After a few minutes of silently watching the archers he spoke wistfully, “People always ask me, ‘what do you do’…and I hate that question. I know what they mean…they want to know what I do for a living…and…I…I’m an attorney…but it’s not who I am…it’s not my life….it’s not even what I enjoy doing…it just allows me to make enough money to do the things I really love…except it seems that I hardly have time to do them anymore.” The man continued reminiscing during the fifteen or so minutes he watched. He remembered Sunday drives with his family when he was a young boy and recalled his father teaching him how to read a map. I saw him reach out and pat his son on the back without saying a word.
Normally I’m irritated by wealthy people who complain about how busy they are and how little leisure time they have. And honestly, I don’t really feel sorry for this guy, but the encounter reminded me that your job is not your life.
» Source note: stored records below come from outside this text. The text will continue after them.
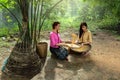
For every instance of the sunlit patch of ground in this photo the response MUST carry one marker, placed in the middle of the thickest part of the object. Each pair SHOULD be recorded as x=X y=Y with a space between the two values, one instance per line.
x=102 y=64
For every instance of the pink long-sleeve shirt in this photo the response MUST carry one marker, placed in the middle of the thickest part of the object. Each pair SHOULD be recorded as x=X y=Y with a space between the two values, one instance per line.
x=54 y=39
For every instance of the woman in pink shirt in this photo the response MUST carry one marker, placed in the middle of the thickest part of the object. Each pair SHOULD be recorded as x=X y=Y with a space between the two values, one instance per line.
x=59 y=52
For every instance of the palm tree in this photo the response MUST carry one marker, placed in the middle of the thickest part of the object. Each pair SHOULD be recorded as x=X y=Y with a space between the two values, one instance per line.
x=23 y=59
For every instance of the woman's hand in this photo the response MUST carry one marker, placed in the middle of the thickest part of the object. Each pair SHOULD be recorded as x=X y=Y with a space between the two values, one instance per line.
x=61 y=44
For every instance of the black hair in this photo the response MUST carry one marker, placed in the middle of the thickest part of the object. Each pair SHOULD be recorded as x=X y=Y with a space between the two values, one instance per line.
x=80 y=30
x=55 y=24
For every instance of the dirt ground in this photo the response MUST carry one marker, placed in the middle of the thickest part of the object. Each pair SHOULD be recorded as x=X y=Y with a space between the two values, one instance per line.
x=102 y=64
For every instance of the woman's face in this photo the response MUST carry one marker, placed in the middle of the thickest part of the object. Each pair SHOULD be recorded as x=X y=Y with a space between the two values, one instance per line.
x=58 y=27
x=84 y=28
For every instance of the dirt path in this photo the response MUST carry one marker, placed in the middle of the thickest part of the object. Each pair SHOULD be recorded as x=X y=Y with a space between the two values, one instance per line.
x=102 y=64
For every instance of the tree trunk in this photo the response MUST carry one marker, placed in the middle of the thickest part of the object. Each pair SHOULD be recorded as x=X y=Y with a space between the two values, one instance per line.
x=23 y=60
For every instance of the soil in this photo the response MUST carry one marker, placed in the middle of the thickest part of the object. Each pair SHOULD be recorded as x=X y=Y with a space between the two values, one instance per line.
x=102 y=63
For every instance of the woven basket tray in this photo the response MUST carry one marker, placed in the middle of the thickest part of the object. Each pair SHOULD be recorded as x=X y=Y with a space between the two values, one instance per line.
x=42 y=49
x=84 y=48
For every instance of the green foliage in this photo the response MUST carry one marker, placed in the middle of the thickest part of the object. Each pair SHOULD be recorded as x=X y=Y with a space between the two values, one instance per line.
x=7 y=31
x=3 y=31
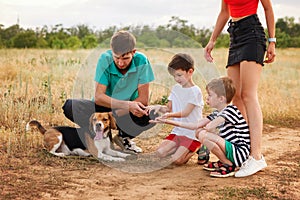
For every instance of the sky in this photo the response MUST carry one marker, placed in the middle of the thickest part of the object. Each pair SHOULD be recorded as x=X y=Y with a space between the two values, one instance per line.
x=101 y=14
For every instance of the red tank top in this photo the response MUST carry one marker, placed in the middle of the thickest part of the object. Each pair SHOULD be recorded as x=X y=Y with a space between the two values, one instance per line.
x=241 y=8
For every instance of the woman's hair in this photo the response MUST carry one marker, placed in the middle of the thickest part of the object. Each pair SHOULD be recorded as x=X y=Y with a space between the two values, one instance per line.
x=222 y=87
x=122 y=42
x=181 y=61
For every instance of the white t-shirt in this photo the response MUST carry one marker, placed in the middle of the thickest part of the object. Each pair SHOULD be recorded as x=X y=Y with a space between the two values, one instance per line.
x=180 y=98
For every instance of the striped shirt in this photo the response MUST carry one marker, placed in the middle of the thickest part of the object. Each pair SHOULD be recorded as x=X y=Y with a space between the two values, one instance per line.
x=236 y=131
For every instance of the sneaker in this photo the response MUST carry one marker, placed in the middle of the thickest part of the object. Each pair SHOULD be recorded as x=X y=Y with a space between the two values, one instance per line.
x=251 y=166
x=127 y=144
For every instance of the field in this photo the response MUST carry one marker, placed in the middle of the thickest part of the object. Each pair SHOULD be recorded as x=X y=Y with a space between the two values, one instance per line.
x=35 y=83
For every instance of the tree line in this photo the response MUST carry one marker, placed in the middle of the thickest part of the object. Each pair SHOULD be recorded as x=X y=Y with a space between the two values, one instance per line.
x=176 y=33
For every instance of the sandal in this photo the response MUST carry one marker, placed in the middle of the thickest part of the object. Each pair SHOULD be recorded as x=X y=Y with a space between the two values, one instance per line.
x=212 y=166
x=203 y=155
x=224 y=171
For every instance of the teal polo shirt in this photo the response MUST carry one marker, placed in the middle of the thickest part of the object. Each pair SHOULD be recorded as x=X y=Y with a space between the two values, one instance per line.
x=119 y=86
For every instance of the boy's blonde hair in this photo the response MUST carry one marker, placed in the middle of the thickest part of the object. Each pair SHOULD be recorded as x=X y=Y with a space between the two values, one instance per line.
x=181 y=61
x=122 y=42
x=222 y=87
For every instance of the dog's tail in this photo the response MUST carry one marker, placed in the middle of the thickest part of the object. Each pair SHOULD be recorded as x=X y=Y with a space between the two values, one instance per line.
x=37 y=125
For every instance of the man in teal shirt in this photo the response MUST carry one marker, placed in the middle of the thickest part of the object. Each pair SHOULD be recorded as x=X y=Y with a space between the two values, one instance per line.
x=122 y=86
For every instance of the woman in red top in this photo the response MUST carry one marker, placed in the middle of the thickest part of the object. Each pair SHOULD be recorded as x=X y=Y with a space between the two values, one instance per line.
x=245 y=60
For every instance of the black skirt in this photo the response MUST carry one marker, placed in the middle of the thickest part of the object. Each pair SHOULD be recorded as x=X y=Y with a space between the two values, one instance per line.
x=247 y=41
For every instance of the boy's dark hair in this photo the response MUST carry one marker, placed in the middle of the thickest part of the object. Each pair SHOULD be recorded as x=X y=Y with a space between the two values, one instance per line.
x=181 y=61
x=122 y=42
x=222 y=87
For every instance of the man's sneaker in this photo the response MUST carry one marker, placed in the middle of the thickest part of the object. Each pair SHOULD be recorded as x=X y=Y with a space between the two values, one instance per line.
x=251 y=166
x=127 y=144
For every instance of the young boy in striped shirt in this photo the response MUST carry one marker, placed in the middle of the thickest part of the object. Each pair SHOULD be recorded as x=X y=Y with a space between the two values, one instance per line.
x=224 y=132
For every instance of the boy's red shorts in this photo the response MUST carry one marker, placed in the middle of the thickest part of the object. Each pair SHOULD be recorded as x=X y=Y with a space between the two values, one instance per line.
x=192 y=145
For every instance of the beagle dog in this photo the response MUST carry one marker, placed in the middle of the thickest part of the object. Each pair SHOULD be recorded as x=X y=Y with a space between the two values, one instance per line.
x=63 y=140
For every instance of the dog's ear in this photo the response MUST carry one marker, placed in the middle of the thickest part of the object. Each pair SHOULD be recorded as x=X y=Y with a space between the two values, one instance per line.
x=113 y=124
x=91 y=123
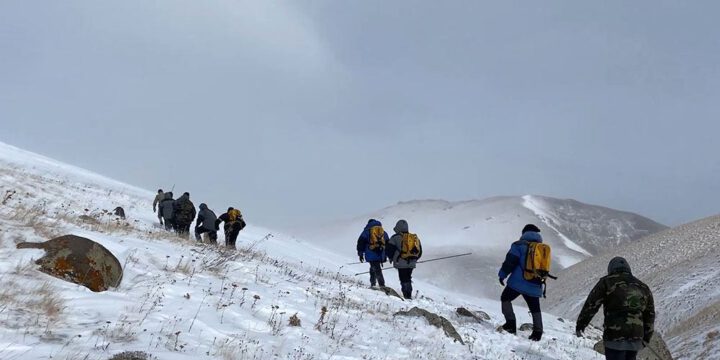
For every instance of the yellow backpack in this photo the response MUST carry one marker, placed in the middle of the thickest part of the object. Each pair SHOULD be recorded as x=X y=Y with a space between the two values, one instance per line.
x=376 y=242
x=234 y=215
x=537 y=262
x=410 y=247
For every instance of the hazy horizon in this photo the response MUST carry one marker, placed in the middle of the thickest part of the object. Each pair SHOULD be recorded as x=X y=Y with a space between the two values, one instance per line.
x=307 y=112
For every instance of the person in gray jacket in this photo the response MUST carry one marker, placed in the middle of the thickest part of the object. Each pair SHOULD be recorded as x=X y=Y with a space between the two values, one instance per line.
x=403 y=251
x=205 y=223
x=166 y=208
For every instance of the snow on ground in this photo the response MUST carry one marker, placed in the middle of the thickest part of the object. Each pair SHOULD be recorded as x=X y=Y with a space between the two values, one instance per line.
x=538 y=208
x=182 y=300
x=487 y=228
x=680 y=266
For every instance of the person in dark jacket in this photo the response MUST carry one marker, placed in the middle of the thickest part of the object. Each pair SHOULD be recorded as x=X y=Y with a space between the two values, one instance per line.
x=374 y=256
x=184 y=212
x=531 y=291
x=629 y=311
x=406 y=265
x=168 y=213
x=205 y=223
x=158 y=199
x=233 y=224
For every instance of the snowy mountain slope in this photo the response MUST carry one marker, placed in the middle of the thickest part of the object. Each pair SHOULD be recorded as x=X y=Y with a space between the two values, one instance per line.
x=487 y=228
x=182 y=300
x=681 y=267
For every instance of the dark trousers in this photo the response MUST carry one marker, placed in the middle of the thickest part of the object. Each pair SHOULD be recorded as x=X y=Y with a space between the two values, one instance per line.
x=212 y=234
x=376 y=273
x=406 y=282
x=611 y=354
x=506 y=299
x=231 y=232
x=169 y=224
x=509 y=295
x=183 y=229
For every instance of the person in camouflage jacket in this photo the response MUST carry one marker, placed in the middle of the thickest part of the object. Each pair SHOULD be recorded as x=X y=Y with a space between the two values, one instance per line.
x=629 y=311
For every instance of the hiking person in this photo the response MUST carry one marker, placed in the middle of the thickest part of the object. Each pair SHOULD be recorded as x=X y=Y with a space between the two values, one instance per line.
x=120 y=212
x=205 y=223
x=168 y=213
x=184 y=211
x=158 y=199
x=517 y=285
x=629 y=311
x=233 y=224
x=371 y=248
x=403 y=251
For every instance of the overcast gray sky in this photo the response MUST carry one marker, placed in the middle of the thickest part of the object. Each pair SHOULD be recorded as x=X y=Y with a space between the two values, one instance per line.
x=305 y=111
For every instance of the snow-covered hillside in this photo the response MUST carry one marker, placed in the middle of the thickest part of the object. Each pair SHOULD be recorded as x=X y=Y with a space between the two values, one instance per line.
x=682 y=268
x=182 y=300
x=487 y=228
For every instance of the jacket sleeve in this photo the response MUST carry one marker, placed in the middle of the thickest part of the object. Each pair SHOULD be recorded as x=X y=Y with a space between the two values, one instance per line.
x=649 y=318
x=592 y=305
x=512 y=260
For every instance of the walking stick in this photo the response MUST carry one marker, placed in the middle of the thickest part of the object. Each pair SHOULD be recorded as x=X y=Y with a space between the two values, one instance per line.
x=423 y=261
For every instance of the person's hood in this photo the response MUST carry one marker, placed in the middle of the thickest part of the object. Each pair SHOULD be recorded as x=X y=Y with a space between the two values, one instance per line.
x=372 y=223
x=531 y=236
x=401 y=227
x=618 y=265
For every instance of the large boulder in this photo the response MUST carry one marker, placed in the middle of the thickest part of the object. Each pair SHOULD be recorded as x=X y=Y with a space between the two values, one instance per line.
x=435 y=320
x=79 y=260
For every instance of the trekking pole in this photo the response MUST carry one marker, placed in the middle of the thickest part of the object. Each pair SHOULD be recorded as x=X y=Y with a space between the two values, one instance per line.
x=445 y=257
x=441 y=258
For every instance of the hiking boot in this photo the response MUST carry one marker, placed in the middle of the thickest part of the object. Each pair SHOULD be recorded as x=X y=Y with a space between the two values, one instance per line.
x=510 y=327
x=535 y=336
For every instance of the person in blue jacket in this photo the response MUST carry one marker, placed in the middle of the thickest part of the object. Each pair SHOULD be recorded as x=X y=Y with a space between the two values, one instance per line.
x=375 y=257
x=531 y=291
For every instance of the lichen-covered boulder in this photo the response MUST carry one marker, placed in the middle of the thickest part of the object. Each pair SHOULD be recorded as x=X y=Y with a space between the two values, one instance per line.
x=79 y=260
x=435 y=320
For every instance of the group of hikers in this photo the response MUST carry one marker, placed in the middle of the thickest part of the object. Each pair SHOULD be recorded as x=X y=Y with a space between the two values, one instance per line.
x=178 y=214
x=627 y=302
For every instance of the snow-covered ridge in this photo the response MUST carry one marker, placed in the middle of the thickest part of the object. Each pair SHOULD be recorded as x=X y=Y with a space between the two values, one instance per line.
x=181 y=300
x=486 y=228
x=681 y=267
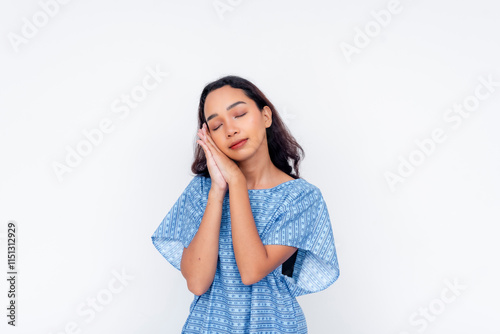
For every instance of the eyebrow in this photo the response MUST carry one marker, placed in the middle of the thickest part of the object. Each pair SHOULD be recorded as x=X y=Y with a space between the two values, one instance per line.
x=232 y=105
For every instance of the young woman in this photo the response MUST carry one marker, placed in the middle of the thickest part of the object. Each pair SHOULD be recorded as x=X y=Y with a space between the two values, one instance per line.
x=248 y=234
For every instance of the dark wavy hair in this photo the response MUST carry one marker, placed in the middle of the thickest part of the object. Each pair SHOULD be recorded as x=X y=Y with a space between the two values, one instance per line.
x=284 y=151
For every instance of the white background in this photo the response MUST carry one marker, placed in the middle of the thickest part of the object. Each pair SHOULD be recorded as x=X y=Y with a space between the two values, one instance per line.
x=356 y=117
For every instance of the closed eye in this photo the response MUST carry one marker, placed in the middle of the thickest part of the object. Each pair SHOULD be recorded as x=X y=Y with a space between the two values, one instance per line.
x=234 y=117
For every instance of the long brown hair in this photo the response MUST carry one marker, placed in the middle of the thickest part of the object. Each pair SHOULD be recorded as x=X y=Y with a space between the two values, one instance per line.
x=284 y=151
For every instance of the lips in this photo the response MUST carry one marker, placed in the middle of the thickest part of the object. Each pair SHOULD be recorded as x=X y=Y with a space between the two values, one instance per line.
x=238 y=143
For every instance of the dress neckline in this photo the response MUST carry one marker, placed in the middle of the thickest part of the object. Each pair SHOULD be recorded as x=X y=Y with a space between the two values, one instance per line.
x=275 y=187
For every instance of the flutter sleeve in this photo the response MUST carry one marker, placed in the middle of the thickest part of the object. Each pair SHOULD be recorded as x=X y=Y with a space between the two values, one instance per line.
x=180 y=224
x=304 y=222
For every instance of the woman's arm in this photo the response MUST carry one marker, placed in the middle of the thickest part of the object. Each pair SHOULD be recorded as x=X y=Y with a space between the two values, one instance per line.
x=254 y=259
x=199 y=259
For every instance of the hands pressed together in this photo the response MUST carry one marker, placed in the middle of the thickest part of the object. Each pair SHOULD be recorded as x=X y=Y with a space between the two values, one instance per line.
x=222 y=170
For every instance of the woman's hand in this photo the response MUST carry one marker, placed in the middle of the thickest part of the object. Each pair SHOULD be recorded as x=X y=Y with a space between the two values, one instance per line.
x=222 y=169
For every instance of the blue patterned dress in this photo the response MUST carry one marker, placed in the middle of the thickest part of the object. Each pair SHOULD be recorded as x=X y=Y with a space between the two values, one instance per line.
x=293 y=214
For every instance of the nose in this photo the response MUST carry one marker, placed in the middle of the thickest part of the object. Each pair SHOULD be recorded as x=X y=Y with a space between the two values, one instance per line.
x=231 y=129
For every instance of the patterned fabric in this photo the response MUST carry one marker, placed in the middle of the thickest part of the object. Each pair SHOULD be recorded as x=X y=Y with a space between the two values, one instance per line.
x=293 y=214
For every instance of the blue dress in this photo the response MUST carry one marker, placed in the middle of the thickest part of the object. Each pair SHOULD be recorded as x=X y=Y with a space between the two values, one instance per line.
x=293 y=213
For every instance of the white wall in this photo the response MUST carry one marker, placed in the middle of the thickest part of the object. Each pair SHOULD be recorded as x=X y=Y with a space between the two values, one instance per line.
x=356 y=104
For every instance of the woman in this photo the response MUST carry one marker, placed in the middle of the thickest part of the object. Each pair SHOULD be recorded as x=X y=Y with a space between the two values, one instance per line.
x=248 y=234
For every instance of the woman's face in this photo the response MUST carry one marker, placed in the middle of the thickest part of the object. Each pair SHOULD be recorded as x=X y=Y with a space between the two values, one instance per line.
x=231 y=117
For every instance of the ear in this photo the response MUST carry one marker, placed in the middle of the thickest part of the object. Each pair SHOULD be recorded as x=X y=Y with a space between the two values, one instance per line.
x=268 y=116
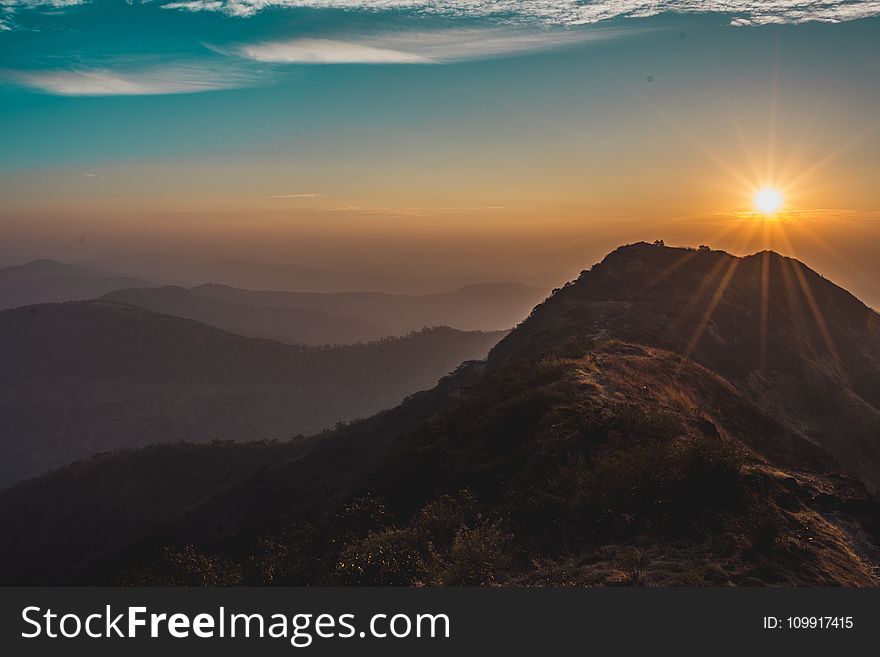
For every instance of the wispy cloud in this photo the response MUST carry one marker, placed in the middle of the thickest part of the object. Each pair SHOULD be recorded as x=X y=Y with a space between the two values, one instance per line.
x=414 y=47
x=174 y=79
x=570 y=12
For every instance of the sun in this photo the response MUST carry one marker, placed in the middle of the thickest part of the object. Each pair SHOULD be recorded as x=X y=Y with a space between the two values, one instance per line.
x=768 y=200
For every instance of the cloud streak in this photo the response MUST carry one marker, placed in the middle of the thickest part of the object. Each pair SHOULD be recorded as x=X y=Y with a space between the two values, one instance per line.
x=178 y=79
x=569 y=12
x=436 y=47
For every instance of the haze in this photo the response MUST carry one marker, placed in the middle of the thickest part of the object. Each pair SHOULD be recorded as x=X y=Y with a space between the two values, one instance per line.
x=433 y=143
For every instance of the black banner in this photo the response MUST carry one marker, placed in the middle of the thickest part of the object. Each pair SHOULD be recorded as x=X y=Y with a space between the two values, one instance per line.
x=167 y=622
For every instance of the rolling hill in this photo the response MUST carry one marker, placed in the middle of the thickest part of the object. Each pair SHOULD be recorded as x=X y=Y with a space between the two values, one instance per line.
x=47 y=281
x=85 y=377
x=285 y=324
x=672 y=417
x=345 y=317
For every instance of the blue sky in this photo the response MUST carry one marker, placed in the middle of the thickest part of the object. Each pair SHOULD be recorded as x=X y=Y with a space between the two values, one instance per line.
x=348 y=133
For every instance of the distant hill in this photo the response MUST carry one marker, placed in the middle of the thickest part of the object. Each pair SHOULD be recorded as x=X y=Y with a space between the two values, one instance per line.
x=45 y=281
x=485 y=306
x=86 y=377
x=673 y=417
x=292 y=325
x=339 y=318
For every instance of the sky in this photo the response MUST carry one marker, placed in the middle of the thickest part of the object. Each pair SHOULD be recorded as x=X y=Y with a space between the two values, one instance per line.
x=498 y=138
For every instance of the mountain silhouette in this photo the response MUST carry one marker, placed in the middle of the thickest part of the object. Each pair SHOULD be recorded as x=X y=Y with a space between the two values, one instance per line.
x=46 y=281
x=337 y=318
x=285 y=324
x=673 y=416
x=85 y=377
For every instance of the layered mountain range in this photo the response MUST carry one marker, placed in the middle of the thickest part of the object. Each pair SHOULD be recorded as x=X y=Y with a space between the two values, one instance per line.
x=673 y=416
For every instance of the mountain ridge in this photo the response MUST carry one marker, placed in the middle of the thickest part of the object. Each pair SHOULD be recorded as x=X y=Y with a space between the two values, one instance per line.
x=616 y=436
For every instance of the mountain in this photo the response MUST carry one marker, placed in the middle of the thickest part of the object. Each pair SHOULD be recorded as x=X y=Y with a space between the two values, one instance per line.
x=673 y=416
x=44 y=281
x=85 y=377
x=286 y=324
x=480 y=307
x=342 y=318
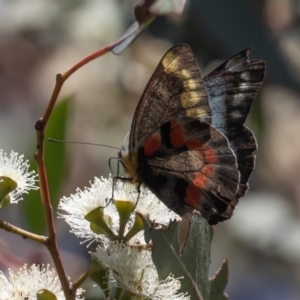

Whether you are a well-paid, burned-out lawyer, or you work two jobs to make ends meet; don’t let your job define you.
Ken Kragen talked about this in his motivational seminars and book “Life is a Contact Sport“; he said “your job is not your life; your job services your life. If your job is not servicing your life, you need to find one that will.” Of course sometimes you have to grind away at a job that interferes with your life as a matter of survival, but it’s important to look beyond the immediate situation and work toward the future you want, while carving out whatever little moments you can.